1918年(大正7年)生まれ。大阪帝国大学を卒業した科学者。会社勤めを経て東京の大学で教鞭を取った。
20歳代外地で戦いたいへんな時代を乗り越えて来た。お酒はたくさん飲んだが煙草は吸わなかった。よく読みよく話しよく研究し、そしてよく歩いた。
食事は完食、細かく新聞に目を通し、熱心に職員の話に耳を傾ける。夜はしっかり眠り、自らの足でトイレに行く。何よりも表情が穏やか。今も残る白髪が美しい。
確かに記憶の衰えはある。だけど思い出そうとするその心意気が凄い。
優れた長寿遺伝子を持つと共に、極めてきた学者としての生活習慣。

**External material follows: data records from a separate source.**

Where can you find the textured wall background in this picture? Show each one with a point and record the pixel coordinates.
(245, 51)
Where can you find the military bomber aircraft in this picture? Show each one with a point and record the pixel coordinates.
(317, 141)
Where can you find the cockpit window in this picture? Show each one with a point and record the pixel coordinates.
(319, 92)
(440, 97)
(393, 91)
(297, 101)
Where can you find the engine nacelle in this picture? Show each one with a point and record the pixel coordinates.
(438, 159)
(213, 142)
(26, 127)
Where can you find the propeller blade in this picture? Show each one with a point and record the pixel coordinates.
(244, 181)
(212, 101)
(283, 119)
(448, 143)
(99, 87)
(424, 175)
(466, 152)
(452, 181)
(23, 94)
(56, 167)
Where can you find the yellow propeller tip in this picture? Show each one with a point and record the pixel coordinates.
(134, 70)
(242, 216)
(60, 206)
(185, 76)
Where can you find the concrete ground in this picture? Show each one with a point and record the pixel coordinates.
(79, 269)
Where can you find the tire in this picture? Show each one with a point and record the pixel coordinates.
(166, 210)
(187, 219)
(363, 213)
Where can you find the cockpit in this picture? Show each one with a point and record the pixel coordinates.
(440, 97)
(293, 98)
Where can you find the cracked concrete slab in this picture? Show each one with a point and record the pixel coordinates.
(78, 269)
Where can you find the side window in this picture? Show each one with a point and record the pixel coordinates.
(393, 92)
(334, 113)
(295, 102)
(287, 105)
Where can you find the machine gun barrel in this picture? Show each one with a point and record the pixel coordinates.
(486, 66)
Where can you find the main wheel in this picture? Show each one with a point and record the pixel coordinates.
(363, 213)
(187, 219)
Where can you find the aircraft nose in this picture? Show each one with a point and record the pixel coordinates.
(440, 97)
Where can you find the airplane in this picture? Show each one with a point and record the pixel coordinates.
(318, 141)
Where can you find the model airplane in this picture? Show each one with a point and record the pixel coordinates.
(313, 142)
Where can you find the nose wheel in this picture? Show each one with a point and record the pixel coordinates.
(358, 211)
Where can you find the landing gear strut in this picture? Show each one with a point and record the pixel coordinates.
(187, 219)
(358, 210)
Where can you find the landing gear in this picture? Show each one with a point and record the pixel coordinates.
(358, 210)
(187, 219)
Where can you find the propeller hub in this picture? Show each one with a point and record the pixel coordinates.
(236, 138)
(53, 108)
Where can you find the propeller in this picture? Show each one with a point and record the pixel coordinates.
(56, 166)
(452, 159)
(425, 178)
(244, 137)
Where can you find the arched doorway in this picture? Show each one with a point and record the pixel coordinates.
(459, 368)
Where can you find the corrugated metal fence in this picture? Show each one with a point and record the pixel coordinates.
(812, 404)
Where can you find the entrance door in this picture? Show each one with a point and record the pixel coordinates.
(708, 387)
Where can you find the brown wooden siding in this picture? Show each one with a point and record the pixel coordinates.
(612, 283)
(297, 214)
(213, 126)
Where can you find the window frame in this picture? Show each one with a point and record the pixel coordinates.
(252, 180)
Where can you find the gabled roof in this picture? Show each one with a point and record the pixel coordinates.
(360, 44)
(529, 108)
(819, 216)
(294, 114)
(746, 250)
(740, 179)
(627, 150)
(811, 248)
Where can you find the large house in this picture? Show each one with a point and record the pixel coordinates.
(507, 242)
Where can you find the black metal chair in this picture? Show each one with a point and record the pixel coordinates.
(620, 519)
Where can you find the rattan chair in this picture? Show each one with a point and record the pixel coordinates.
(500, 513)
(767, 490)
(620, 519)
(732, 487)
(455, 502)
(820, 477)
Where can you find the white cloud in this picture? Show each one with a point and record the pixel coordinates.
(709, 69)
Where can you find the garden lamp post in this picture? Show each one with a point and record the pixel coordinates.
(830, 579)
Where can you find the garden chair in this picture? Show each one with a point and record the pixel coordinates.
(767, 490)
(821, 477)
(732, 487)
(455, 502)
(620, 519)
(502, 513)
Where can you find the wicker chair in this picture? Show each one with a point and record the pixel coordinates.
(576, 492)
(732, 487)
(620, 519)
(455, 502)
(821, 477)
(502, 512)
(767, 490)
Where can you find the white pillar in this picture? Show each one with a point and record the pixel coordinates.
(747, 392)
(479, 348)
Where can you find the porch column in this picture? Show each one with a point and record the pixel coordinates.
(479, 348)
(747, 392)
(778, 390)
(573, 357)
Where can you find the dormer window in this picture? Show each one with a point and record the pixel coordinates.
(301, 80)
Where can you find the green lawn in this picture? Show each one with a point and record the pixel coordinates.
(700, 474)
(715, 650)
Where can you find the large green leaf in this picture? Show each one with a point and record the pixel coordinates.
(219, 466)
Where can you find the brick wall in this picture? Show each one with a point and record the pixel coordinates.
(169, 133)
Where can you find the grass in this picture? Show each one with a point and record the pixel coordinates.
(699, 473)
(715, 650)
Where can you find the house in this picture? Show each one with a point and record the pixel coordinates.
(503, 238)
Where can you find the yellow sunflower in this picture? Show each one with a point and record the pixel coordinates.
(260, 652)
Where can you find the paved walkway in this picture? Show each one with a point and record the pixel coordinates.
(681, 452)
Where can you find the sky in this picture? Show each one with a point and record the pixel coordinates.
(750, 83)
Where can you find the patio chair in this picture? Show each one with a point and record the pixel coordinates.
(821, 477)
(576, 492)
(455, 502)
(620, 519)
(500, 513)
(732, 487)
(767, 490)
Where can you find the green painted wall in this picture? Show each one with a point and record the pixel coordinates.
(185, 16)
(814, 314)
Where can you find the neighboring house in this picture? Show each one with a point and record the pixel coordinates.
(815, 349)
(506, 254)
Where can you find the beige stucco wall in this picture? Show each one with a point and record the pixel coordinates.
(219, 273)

そして今100歳であることのこだわりとここまで生きてきた誇りがある。
ただ残念なのは、この100年のライフヒストリーが記録として残されていないこと。せめて10年前に出会っていたなら、それぞれの時期の物語を聞き書きして、素晴らしい『ライフヒストリーブック』を作成することができたのに。
将来この方のような老賢百寿者になりたいものですね。